What Micorrhiza is

Among more than 100,000 different kinds of fungi, there is a small group which under natural conditions lives in symbiosis with plant roots. This co-existence to the mutual advantage is called Mycorrhiza (Frank, in 1885). About 85% of all examined botanical species are infectable by the seemingly ubiquitous Mycorrhiza fungus. From the mycorrhized root, extremely thin fungus threads (Hyphae) expand into the ground and cause the root surface to enlarge up to a thousand times. The thus enlarged surface between fungus and plant leads to an extremely favorable water- and nutrient exchange. The fungus improves the supply of nutrients and water for the plant. The positive by-product is that ground nutrients or water, otherwise not available to the plant, are utilized. This results in a significant reduction of the need for irrigation and fertilization. Among the numerous positive effects for the plant are:

– Increased growth, increased returns
– improvement of stress resistance, e.g., against illness, pests, etc.

In exchange the fungus receives carbohydrates (sugars) from the plant which are needed for its growth but cannot be produced without photosynthesis.

Agricultural value of the product:

The inoculation of cultivated plants with Mycorrhiza fungi leads to numerous positive effects. There are hundreds of scientific reports confirming the positive effect of Mycorrhiza fungi.

Mycorrhiza fungi - a miracle of nature!

Still an insider‘s tip among organic gardeners – the mycorrhiza fungi. They provide plants with nutrients and help them to grow larger roots.

But what is a mycorrhiza fungus?

Mycorrhiza is translated as “root of a fungus”. Effectively it is a fungus that enters “life-community” symbiosis with its host plant. Both enter into a mutually beneficial relationship, exchanging nutrients and water. The appearance of mycorrhizae is quite different in the different plant groups. Just as a fruiting body is a special organ for the propagation of a fungus, the mycorrhiza is also an organ, which the fungus needs as its nutrient supplier.

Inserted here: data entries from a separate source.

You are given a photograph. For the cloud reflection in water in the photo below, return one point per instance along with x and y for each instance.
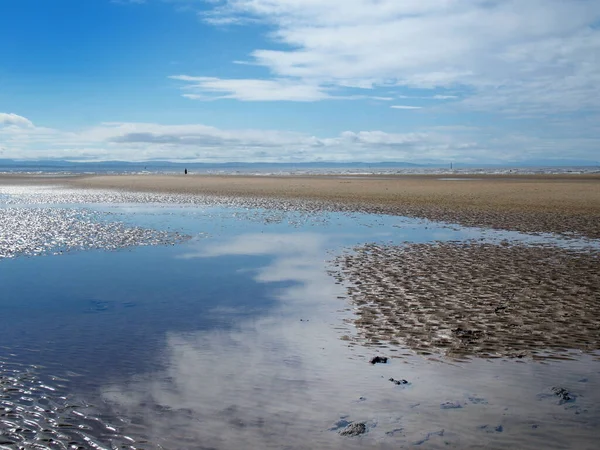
(265, 382)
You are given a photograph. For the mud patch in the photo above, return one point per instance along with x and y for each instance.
(474, 299)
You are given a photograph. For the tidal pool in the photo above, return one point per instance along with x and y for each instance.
(231, 335)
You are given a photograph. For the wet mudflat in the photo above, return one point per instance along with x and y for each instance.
(230, 326)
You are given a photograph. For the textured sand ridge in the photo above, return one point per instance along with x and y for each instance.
(568, 204)
(467, 299)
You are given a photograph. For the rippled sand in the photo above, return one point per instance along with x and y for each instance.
(473, 299)
(559, 203)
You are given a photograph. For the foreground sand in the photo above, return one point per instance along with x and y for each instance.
(547, 203)
(472, 299)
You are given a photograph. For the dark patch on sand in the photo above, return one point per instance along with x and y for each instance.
(473, 299)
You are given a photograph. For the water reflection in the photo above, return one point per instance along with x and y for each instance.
(285, 379)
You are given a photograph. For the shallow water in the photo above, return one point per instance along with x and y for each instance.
(233, 339)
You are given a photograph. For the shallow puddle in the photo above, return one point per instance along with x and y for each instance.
(239, 337)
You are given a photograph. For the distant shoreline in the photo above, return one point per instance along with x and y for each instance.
(563, 203)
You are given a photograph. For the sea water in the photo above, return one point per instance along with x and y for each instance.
(194, 323)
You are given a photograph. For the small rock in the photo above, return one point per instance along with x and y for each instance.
(354, 429)
(563, 394)
(450, 405)
(378, 360)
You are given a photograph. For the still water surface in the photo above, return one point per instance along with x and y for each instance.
(231, 339)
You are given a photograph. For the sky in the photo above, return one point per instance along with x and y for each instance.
(422, 81)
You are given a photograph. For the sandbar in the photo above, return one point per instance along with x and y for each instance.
(567, 204)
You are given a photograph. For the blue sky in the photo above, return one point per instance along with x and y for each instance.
(300, 80)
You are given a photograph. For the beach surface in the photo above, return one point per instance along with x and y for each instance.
(567, 204)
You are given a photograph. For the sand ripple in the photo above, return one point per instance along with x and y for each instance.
(466, 299)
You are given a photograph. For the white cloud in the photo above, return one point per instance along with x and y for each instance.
(535, 56)
(14, 119)
(405, 107)
(198, 142)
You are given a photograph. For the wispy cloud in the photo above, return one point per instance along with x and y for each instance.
(210, 88)
(20, 138)
(14, 119)
(405, 107)
(531, 56)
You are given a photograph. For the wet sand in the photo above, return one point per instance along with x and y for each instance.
(474, 299)
(546, 203)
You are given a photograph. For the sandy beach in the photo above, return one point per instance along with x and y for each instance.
(568, 204)
(472, 299)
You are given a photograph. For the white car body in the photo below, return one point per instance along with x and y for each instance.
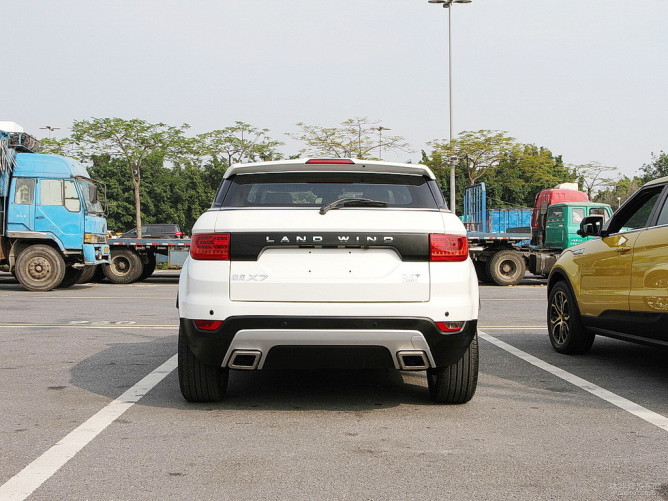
(354, 276)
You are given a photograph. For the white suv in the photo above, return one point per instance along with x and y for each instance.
(334, 263)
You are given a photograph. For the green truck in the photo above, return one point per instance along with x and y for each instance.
(503, 258)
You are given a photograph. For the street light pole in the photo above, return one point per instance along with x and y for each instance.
(380, 130)
(50, 128)
(447, 4)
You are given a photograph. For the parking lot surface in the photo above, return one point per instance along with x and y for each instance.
(92, 410)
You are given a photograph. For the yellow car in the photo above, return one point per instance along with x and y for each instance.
(615, 285)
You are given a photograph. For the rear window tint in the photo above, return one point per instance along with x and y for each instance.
(315, 189)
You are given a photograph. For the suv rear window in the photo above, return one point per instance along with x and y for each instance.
(315, 189)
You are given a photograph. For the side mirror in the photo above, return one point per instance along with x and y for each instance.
(591, 226)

Symbiosis between plant and fungus:

Mycorrhiza is lifeblood between fungi and plant roots, which makes life easier for both organisms. In biology, such a life-community is also called “mycorrhizal symbiosis”. Each partner benefits from the other: The fungus absorbs valuable vitamins and sugars from the root cells of the plant, which the fungus itself cannot produce because it lacks the necessary chlorophyll. The plant in turn receives water and nutrients, such as nitrogen and phosphorus from the fungus braid, as the fungi can better brake up nutrients and water in the soil. The subterranean fungus (mycelium) grows with the root of the plant and thus increases its root surface. The plant now has the ability to cover a more extensive area and penetrate deeper into the soil. It is better fed and is more resistant to weathering, pathogens, and pests due to its good nutritional status. Even unfavourable environmental conditions such as high salt concentrations and longer-lasting dryness in the soil are better tolerated by the plant with the help of the fungus.

This symbiosis has been working for millions of years:

In the Central European forests the trees live without exception with mycorrhiza fungi. Of the visible fruit bodies, which are known to us as mushrooms, more than a third belong to the mycorrhiza fungus family. This includes both edible fungi as well as poisonous specimens. Did you know that fungi are the oldest living beings on our planet? 

In the undisturbed nature, the mycorrhizal symbiosis still functions on its own . In disturbed soils, on intensively cultivated land or after construction measures, this symbiosis is disturbed. It may take many years, if not decades, before the mycorrhiza symbiosis regenerates, if at all. In organic farming, cultivation areas are therefore inoculated with mycorrhiza fungi to re-cultivate soils. There are also various mycorrhiza products for the amateur gardener who have been specially developed for each plant. AGROMYC®VITAL Mycorrhizal Concentrate is the name of our product, in which vaccines of mycorrhizal fungi are fixed on a carrier material and thus are present in high concentration.

What is important when using AGROMYC®VITAL Mycorrhizal Concentrates?

If you decide to use our AGROMYC®VITAL Mycorrhizal fungi, the motto is “Less is more”. Your plants will need less fertilizer and less water. In the first eight weeks after the application of the mycorrhiza preparation, do not use any plant protection product of any kind and make sure that fungicides do not enter the soil. The future use of fertilizers should be reduced by about 50 percent. If possible, use only organic fertilizer.

The supply of excessively high doses of nutrients, especially phosphorus, can reduce the symbiotic effects of the mycorrhiza. Since the mycorrhiza fungus is not “consumed” in contrast to the fertilizer, plants only need a single inoculation in normal cases. If too little mycorrhiza substrate is used, the effects are delayed, as the mycorrhiza takes longer to spread. Too much mycorrhiza substrate does not harm since it is a purely biological product, which is completely harmless for humans, animals and soil life. If the mycorrhiza fungus does not find a symbiosis partner, it dies without endangering the soil or plants.